Kafka held his breath.

A drone, a sleek, black machine with a glowing red optic, hovered just past the edge of the air conditioning unit. It hummed like a giant, metallic hornet. He was so close, he could read the serial number stenciled on its side.

He pressed himself flatter against the unit, every muscle screaming. The biological cloaking was taking a massive toll. It was an active, conscious effort to suppress a volcano.

The drone's red eye panned across his location, paused for a second, and then moved on.

It hadn't seen him.

Kafka let out a breath he didn't realize he'd been holding for a full minute. A dizzying wave of relief washed over him. It worked. He was invisible.

"Halt! You there!"

The voice, sharp and feminine, shattered his relief.

Kafka's head snapped around. On the far side of the rooftop, having ascended from a fire escape, stood two Defense Force troopers. One of them had his rifle leveled directly at him.

And standing just in front of them, her golden hair catching the city lights like a halo, was Kikoru Shinomiya. Her colossal axe was slung over her shoulder, and her gaze was fixed on him with the intensity of a hawk spotting a rabbit.

They hadn't detected him with sensors.

They had found him with their own two eyes.

He had been so focused on hiding from the machines, he had forgotten about simple, old-fashioned recon.

His mind went blank. He was caught. It was over. All of it.

Kikoru took a step forward, her expression a complex mixture of curiosity, aggression, and something else… recognition? "I don't know what kind of Kaiju you are," she said, her voice echoing across the rooftop, "but you give off a strange feeling. I know you from somewhere…"

Of course she did. She'd seen him dozens of times. Cleaning the barracks. Scrubbing the floors. Kafka Hibino, the lowly janitor.

"Surrender now," she commanded, "and we might bring you in alive for study."

It was over.

No.

Jin-Woo's voice echoed in his memory. "Become a true predator."

A predator doesn't surrender.

Kafka did the only thing he could think of. He turned, grabbed the terrified cat out of his jacket, and held it up.

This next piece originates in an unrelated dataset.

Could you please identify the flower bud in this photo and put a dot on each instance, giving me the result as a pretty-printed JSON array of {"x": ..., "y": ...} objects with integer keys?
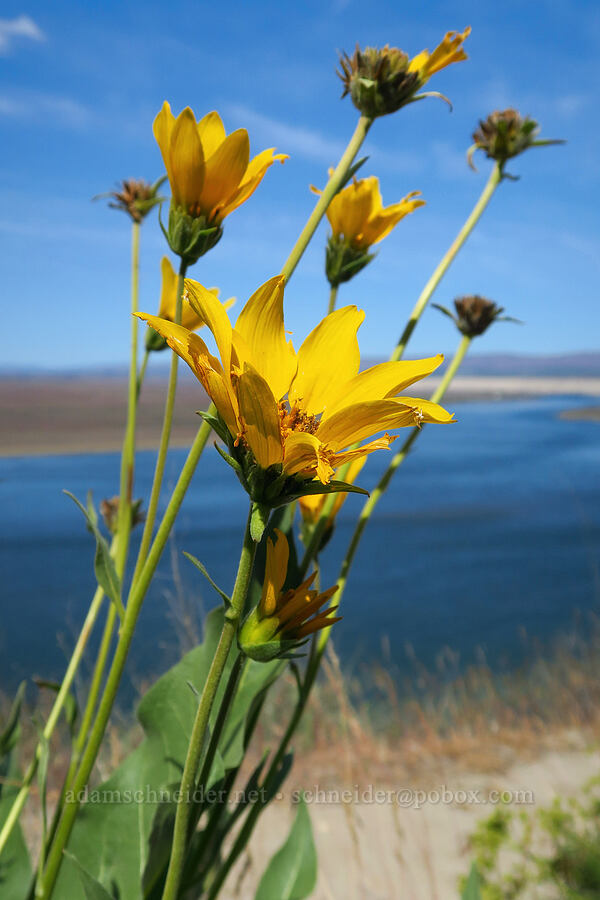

"Meow?" the kitten offered innocently.

Kikoru, the troopers, everyone stared. There was a moment of profound, baffled silence.

"I, uh… was just rescuing this cat!" Kafka said, his voice cracking. "It was stuck up here! Yep! That's it! Just a civilian doing his civic duty!"

It was the dumbest, most ridiculous lie in the history of lies. A civilian on a cordoned-off skyscraper roof, in the middle of a high-level Kaiju hunt, holding a cat.

He was praying they'd just think he was an idiot who had gotten past the barricades.

Kikoru's eye twitched. She lowered her head, her bangs shadowing her face. A low, dangerous aura began to emanate from her.

"Are you… making fun of me?" she asked, her voice dropping to a deadly whisper.

'Oh crap,' Kafka thought. 'I just pissed her off.'

He had a choice. Maintain the lie and get arrested, or…

He chose option three.

With a surge of power, he bent his knees and leaped.

He didn't jump to another building. He jumped straight up. Ten stories. Twenty stories. He soared into the night sky like a cannonball, a tiny, screaming cat clutched to his chest.

Kikoru and the troopers could only stare, their jaws agape, at the man who was now a rapidly shrinking dot against the backdrop of the moon.

"Well," Hoshina's voice crackled over Kikoru's comm, having witnessed the whole thing through her suit's camera feed. "I don't think that's a normal civilian."

On his distant rooftop, Jin-Woo watched the spectacle and, for the first time since arriving in this world, a genuine, amused smirk spread across his face.

The test wasn't over. It had just gotten interesting.